Nur Mozarts Veilchen kam nicht ins Blühen
Das Quatuor Ébène mit Mozart, Schnittke und Grieg im Konzerthaus: eigenwillig bis brillant.
Seit 25 Jahren besteht das Quatuor Ébène. Seit Frühling spielt Yuya Okamoto statt Raphael Merlin den Cellopart. Wüsste man es nicht, würde man es nicht bemerken, so selbstverständlich wie selbstbewusst hat er sich eingefügt und mit dem sehr spezifischen Stil dieses exzellenten Quartetts vertraut gemacht. Auch bei Mozart, dessen Veilchen-Quartett den Abend im Mozartsaal eröffnete. Sie spielten es zwar bis ins letzte Detail subtil aufeinander abgestimmt, aber ebenso eigenwillig in Phrasierung, Artikulation und Dynamik. Das berührende Melos des langsamen Satzes, dem dieses Quartett seinen Namen verdankt, konnte sich kaum entfalten, sein Zauber blieb weitgehend unentdeckt. Mozart hat man von diesen Musikern schon inspirierter in Erinnerung.
Scharfsinn bei Schnittke
Mit Schnittkes Streichquartett Nr. 3 konnte das Quatuor Ebène, das immerhin György Kurtág zu seinen Lehrern zählen durfte, schon mehr anfangen. Inspiriert ist dieses Opus durch Zitate von Orlando di Lasso, Beethoven und den Initialen von Dmitri Schostakowitsch (d-es-c-h). Interpreten können hier nicht nur ihrem analytischen Scharfsinn ausgiebig frönen, sondern auch zeigen, was sie alles technisch draufhaben. Die vorzüglichen Streicher ließen sich da nicht lange bitten. Sie verführten mit ihren weiten klanglichen Möglichkeiten, ihrer rhythmischen Verve, ihrem zündenden Elan, der Noblesse ihrer Artikulation.

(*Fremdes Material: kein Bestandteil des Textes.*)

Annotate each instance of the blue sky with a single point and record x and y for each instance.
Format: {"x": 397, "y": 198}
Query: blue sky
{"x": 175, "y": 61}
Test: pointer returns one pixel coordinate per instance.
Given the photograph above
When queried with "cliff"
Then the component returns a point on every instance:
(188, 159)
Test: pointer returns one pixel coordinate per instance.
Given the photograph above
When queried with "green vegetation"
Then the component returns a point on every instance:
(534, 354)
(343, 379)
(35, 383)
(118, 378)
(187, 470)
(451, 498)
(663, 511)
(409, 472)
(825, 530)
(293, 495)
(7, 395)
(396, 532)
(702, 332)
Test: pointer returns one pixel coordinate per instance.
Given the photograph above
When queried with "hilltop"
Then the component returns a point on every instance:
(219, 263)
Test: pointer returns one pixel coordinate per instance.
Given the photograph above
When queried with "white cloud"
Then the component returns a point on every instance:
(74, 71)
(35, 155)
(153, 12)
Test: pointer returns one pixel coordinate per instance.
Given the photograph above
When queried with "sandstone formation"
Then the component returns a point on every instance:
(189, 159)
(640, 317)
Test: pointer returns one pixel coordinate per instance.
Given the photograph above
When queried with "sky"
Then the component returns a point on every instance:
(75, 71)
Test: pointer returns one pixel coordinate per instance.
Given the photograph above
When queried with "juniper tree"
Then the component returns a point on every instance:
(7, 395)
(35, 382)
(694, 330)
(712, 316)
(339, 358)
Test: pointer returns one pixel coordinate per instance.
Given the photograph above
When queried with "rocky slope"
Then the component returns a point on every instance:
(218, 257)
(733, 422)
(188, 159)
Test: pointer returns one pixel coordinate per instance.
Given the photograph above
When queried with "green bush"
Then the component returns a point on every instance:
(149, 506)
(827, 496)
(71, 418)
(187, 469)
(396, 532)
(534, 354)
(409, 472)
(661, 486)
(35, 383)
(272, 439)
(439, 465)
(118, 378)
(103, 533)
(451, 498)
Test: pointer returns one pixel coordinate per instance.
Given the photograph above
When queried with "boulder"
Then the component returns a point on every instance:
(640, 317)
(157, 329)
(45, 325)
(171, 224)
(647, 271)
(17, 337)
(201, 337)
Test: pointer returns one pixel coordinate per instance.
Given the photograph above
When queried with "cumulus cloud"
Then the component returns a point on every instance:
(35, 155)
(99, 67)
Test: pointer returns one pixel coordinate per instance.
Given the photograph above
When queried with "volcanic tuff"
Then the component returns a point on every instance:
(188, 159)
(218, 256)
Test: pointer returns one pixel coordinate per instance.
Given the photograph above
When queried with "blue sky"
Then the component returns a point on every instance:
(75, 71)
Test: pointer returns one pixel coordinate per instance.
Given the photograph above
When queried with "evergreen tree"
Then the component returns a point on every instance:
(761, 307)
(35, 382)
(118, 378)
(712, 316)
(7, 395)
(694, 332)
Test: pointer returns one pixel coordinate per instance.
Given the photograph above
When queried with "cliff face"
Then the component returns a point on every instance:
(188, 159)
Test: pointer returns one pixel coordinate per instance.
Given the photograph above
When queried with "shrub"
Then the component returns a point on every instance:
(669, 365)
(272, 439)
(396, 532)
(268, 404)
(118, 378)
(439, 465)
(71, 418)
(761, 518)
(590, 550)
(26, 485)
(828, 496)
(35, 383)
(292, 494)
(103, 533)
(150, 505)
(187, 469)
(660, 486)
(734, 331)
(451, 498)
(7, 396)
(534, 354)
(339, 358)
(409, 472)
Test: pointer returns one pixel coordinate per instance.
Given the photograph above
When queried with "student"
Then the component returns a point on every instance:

Auch Grieg ist ihre Welt. Das zeigten sie mit dessen g-Moll-Streichquartett Opus 27. Mit seinem Changieren zwischen orchestraler Fülle, subtilem Zwiegespräch und mitreißender Brillanz stellt es ebenso hohe musikalische wie technische Anforderungen. Die Interpretation bestach durch höchste Transparenz, ansteckende Spielfreude und einem besonderen Gespür für Pointen. So modellierten die Vier mit geradezu verschmitztem Lächeln den subtil eingeblendeten „Walkürenritt“-Anklang im dritten Satz heraus. Virtuoser und dramaturgisch effektvoller kann man sich das Saltarello-Finale kaum vorstellen. Entsprechend war der Jubel. Da hatte man das Mozart-Missverständnis zu Beginn dieses Abends längst vergessen, zumindest verdrängt.